= KATV (Alaska) =

Cable television service and station in Ketchikan, Alaska

KATV ("Ketchikan Alaska Television") was a cable television service in Ketchikan, Alaska Territory, United States. It was established in November 1953 (six years before statehood) and was the first television service of any kind in Alaska.

==History==
R. D. "Chuck" Jensen and Wally Christiansen started KATV in 1953 with the goal of bringing television to Ketchikan, then a town of about 5,000 people. At the time the system was announced in July, the then-Alaska Territory (which became a state in 1959) had no broadcast television stations, and it was not expected that there would be one before the end of the year; consequently, KATV announced its programming would consist of films and kinescopes supplied from the mainland. Leasing space on power poles from the local public utilities board, the first pictures from the system went out on November 17, 1953. In large part thanks to a slew of technical difficulties at KFIA (channel 2), one of two television stations under construction at Anchorage, KATV became Alaska's first television station; Anchorage's first two stations, KFIA and KTVA (channel 11), started days apart in December. All of the equipment used at KATV was handmade by Jensen and Christiansen in Ketchikan, except for a camera used for locally produced programs.

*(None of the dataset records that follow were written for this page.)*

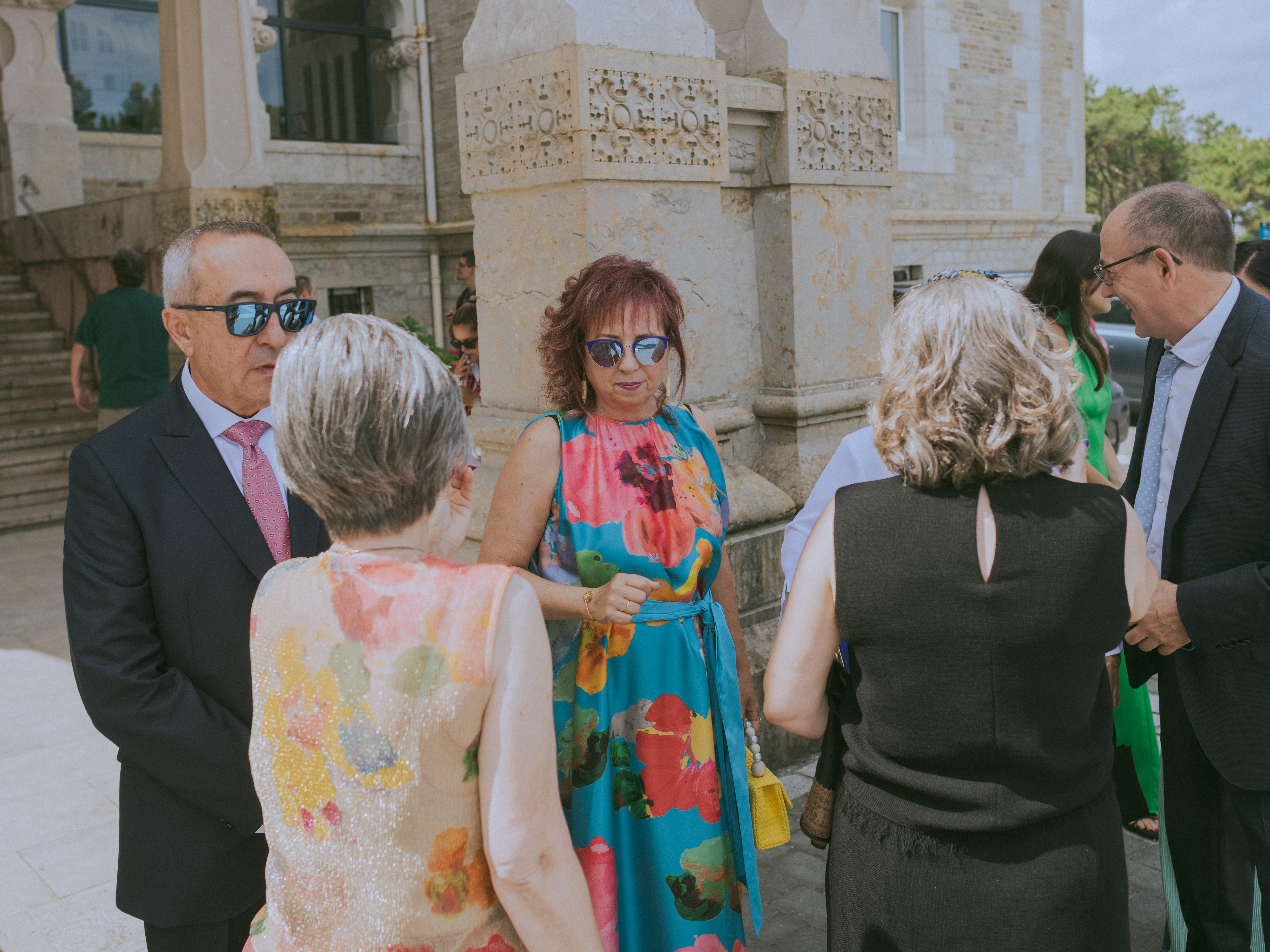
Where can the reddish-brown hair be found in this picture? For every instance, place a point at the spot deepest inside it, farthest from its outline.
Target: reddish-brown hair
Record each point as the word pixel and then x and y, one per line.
pixel 602 290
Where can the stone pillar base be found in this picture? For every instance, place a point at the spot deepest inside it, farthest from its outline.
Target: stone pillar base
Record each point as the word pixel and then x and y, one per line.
pixel 186 207
pixel 805 429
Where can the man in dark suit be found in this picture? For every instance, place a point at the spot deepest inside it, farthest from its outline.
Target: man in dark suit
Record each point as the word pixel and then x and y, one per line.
pixel 1201 484
pixel 174 516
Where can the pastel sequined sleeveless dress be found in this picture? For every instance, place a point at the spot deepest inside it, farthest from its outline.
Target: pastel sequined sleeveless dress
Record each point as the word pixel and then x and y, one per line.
pixel 370 678
pixel 633 713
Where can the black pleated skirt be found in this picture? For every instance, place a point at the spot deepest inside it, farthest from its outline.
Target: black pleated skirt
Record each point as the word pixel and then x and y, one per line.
pixel 1056 887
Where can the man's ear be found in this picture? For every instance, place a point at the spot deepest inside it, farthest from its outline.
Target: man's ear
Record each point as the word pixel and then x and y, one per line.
pixel 177 324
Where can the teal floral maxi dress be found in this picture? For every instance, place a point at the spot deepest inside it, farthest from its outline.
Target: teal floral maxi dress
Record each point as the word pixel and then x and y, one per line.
pixel 651 744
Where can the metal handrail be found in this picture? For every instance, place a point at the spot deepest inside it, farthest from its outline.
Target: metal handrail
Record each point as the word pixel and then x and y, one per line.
pixel 30 187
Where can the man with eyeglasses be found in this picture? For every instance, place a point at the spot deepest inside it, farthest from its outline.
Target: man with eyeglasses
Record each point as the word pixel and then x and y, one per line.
pixel 1201 485
pixel 174 516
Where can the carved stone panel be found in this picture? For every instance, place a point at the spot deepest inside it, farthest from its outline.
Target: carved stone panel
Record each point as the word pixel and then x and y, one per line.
pixel 872 135
pixel 623 117
pixel 548 121
pixel 578 113
pixel 521 125
pixel 821 120
pixel 689 121
pixel 839 133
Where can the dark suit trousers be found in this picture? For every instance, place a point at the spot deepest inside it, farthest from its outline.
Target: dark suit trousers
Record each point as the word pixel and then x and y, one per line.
pixel 224 936
pixel 1217 834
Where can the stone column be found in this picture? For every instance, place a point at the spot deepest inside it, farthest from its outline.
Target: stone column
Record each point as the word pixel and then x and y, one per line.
pixel 39 125
pixel 214 122
pixel 822 181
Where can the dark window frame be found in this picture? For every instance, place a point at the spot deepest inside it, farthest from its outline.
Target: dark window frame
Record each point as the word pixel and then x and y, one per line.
pixel 64 53
pixel 364 32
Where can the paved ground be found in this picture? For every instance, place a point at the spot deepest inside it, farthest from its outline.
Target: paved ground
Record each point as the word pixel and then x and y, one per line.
pixel 59 784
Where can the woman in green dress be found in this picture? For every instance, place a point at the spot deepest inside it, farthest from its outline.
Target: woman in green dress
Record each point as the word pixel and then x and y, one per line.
pixel 1065 289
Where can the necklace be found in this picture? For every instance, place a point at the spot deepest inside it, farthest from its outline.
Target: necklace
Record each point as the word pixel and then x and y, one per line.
pixel 384 549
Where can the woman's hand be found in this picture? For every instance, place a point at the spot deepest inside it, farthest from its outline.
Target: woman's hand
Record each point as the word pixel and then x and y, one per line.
pixel 749 697
pixel 448 526
pixel 620 600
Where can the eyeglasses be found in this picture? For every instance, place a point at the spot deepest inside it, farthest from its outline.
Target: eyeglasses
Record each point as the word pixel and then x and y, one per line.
pixel 609 354
pixel 249 319
pixel 1100 271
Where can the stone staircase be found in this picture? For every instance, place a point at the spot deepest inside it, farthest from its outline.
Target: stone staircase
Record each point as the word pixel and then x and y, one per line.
pixel 40 423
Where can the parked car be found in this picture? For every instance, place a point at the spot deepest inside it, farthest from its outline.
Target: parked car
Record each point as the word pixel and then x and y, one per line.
pixel 1128 354
pixel 1119 418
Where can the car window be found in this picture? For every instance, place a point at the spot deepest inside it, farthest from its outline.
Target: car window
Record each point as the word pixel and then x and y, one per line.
pixel 1119 314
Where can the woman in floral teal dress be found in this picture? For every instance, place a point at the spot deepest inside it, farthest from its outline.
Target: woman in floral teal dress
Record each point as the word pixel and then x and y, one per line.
pixel 616 507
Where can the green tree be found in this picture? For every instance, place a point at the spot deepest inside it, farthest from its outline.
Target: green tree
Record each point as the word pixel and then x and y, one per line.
pixel 1132 140
pixel 1234 168
pixel 1135 140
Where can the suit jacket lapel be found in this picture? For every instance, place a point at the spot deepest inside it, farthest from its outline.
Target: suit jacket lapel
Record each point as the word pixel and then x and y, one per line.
pixel 1207 411
pixel 307 529
pixel 199 466
pixel 1155 351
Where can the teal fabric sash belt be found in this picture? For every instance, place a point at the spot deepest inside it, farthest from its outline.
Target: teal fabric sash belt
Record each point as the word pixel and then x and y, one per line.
pixel 730 733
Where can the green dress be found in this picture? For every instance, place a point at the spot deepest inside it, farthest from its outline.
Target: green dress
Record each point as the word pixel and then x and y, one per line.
pixel 1135 725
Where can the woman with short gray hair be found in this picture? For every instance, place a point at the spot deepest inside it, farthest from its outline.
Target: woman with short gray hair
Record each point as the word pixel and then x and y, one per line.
pixel 402 744
pixel 977 809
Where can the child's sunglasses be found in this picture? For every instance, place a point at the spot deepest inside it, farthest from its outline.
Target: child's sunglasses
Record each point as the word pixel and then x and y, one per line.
pixel 249 319
pixel 609 354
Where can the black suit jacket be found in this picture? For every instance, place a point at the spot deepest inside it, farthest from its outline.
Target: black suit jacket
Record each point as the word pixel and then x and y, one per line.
pixel 1217 546
pixel 163 559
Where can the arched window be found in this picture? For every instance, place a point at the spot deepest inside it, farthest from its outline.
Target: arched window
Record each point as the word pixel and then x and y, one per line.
pixel 110 53
pixel 318 82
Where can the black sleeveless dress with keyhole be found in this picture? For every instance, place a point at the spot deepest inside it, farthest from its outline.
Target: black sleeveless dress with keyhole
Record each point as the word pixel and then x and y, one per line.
pixel 977 810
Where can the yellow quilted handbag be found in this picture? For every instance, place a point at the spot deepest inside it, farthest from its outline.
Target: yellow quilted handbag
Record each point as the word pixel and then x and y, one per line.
pixel 769 808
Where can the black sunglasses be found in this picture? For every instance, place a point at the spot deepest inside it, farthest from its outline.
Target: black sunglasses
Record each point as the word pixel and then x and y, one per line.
pixel 1100 271
pixel 249 319
pixel 609 354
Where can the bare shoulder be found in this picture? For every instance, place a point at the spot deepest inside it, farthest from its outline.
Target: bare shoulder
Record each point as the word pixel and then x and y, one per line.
pixel 704 422
pixel 539 446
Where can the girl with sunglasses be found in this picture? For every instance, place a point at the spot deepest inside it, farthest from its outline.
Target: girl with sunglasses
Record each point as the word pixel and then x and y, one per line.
pixel 615 508
pixel 467 370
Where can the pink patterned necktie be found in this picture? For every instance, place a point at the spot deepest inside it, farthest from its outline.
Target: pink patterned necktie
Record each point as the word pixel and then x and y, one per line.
pixel 261 488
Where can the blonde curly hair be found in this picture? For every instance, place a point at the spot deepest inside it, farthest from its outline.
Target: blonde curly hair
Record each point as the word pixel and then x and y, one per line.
pixel 972 389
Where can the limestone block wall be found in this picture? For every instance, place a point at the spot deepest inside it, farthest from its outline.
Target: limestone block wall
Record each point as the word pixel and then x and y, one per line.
pixel 117 164
pixel 992 148
pixel 449 22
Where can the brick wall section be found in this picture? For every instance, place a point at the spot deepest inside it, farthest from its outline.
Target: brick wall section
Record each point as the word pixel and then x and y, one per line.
pixel 326 204
pixel 1057 55
pixel 98 190
pixel 449 22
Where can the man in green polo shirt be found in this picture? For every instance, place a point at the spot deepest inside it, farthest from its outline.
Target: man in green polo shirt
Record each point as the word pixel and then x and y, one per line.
pixel 126 327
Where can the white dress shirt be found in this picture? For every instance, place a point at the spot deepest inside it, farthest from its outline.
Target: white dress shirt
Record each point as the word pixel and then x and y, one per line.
pixel 1193 351
pixel 855 461
pixel 218 419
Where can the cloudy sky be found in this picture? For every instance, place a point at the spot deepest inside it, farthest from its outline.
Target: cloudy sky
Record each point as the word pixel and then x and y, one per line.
pixel 1216 53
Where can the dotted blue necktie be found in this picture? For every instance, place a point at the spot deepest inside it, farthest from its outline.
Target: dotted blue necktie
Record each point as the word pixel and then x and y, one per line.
pixel 1149 485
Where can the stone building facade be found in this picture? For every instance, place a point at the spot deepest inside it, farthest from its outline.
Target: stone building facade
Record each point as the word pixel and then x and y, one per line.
pixel 989 141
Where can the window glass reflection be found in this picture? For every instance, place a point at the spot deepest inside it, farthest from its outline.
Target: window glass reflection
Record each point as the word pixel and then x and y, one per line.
pixel 111 58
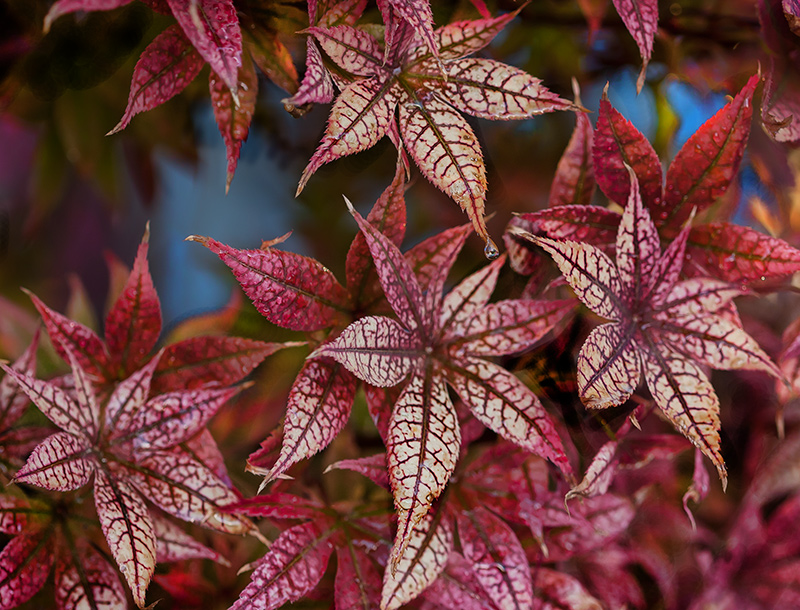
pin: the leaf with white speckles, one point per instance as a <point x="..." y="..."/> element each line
<point x="293" y="566"/>
<point x="86" y="580"/>
<point x="704" y="168"/>
<point x="288" y="289"/>
<point x="186" y="489"/>
<point x="213" y="28"/>
<point x="375" y="349"/>
<point x="128" y="530"/>
<point x="504" y="404"/>
<point x="61" y="462"/>
<point x="609" y="368"/>
<point x="361" y="115"/>
<point x="25" y="563"/>
<point x="166" y="67"/>
<point x="493" y="90"/>
<point x="641" y="19"/>
<point x="134" y="321"/>
<point x="422" y="451"/>
<point x="419" y="562"/>
<point x="233" y="116"/>
<point x="317" y="409"/>
<point x="684" y="394"/>
<point x="448" y="154"/>
<point x="497" y="557"/>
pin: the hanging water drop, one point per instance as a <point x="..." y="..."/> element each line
<point x="491" y="250"/>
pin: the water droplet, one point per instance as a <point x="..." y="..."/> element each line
<point x="491" y="250"/>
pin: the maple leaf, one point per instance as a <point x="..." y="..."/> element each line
<point x="436" y="340"/>
<point x="663" y="327"/>
<point x="412" y="95"/>
<point x="134" y="448"/>
<point x="698" y="176"/>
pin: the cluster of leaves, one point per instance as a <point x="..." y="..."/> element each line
<point x="472" y="498"/>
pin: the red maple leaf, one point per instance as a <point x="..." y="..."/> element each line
<point x="415" y="97"/>
<point x="664" y="327"/>
<point x="439" y="339"/>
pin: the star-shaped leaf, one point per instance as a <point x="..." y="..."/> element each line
<point x="660" y="326"/>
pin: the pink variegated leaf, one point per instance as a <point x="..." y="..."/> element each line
<point x="292" y="567"/>
<point x="85" y="579"/>
<point x="13" y="399"/>
<point x="504" y="404"/>
<point x="698" y="490"/>
<point x="590" y="273"/>
<point x="464" y="37"/>
<point x="166" y="67"/>
<point x="290" y="290"/>
<point x="128" y="398"/>
<point x="618" y="143"/>
<point x="372" y="467"/>
<point x="213" y="28"/>
<point x="684" y="394"/>
<point x="188" y="490"/>
<point x="375" y="349"/>
<point x="88" y="348"/>
<point x="317" y="409"/>
<point x="641" y="19"/>
<point x="204" y="360"/>
<point x="457" y="587"/>
<point x="361" y="115"/>
<point x="560" y="591"/>
<point x="638" y="247"/>
<point x="497" y="557"/>
<point x="609" y="367"/>
<point x="718" y="343"/>
<point x="493" y="90"/>
<point x="170" y="419"/>
<point x="470" y="296"/>
<point x="358" y="582"/>
<point x="417" y="563"/>
<point x="25" y="563"/>
<point x="173" y="544"/>
<point x="599" y="475"/>
<point x="432" y="260"/>
<point x="696" y="297"/>
<point x="448" y="154"/>
<point x="735" y="253"/>
<point x="233" y="115"/>
<point x="344" y="12"/>
<point x="279" y="506"/>
<point x="417" y="14"/>
<point x="57" y="405"/>
<point x="127" y="527"/>
<point x="704" y="168"/>
<point x="574" y="181"/>
<point x="510" y="327"/>
<point x="352" y="49"/>
<point x="388" y="216"/>
<point x="64" y="7"/>
<point x="316" y="86"/>
<point x="61" y="462"/>
<point x="422" y="450"/>
<point x="134" y="321"/>
<point x="395" y="274"/>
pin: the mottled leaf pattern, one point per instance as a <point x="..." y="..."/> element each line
<point x="422" y="450"/>
<point x="293" y="566"/>
<point x="129" y="531"/>
<point x="165" y="68"/>
<point x="213" y="28"/>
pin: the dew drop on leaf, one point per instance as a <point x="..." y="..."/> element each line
<point x="490" y="250"/>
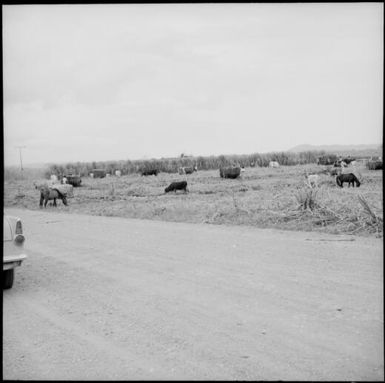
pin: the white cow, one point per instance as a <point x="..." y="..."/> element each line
<point x="312" y="180"/>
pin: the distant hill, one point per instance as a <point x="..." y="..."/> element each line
<point x="335" y="148"/>
<point x="342" y="150"/>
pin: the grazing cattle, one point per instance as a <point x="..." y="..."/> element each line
<point x="374" y="164"/>
<point x="312" y="180"/>
<point x="174" y="186"/>
<point x="153" y="172"/>
<point x="47" y="194"/>
<point x="187" y="169"/>
<point x="348" y="160"/>
<point x="340" y="164"/>
<point x="350" y="178"/>
<point x="335" y="171"/>
<point x="98" y="173"/>
<point x="230" y="172"/>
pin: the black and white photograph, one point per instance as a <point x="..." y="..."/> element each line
<point x="193" y="191"/>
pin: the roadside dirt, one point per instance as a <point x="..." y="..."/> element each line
<point x="107" y="298"/>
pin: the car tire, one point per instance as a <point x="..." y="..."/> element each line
<point x="8" y="278"/>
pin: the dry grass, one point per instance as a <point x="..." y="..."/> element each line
<point x="262" y="197"/>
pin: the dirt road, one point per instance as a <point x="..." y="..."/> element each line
<point x="109" y="298"/>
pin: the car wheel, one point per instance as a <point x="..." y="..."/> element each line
<point x="8" y="278"/>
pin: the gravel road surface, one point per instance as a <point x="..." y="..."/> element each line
<point x="107" y="298"/>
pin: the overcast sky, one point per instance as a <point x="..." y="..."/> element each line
<point x="117" y="82"/>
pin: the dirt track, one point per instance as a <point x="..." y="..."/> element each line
<point x="109" y="298"/>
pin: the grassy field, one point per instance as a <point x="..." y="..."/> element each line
<point x="261" y="197"/>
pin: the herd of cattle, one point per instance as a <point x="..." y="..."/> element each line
<point x="54" y="189"/>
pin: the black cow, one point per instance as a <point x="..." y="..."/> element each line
<point x="174" y="186"/>
<point x="187" y="169"/>
<point x="230" y="172"/>
<point x="150" y="172"/>
<point x="350" y="178"/>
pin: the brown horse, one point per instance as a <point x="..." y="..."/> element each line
<point x="47" y="194"/>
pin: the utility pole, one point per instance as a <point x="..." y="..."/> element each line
<point x="21" y="163"/>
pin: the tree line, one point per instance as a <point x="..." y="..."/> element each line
<point x="171" y="165"/>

Business was slow in the early years due to the novelty of the venture to viewers and owners alike. For much of the first decade, KATV continued to provide mostly filmed programs shipped from Seattle—entertainment shows on a two-week delay, national news programs on a one-week delay—as well as local shows, including news, a local talent show, and televised bingo. Live programs from outside came to Ketchikan in 1967 after a translator association was created to receive and rebroadcast programming from television transmitters in Prince Rupert, British Columbia, and by 1978, the cable service offered 10 channels with a large portion of live programming.

In 1980, Jensen and Christiansen sold KATV and KSA-TV, a smaller service set up along the same lines at Sitka in 1959, to McCaw Cable.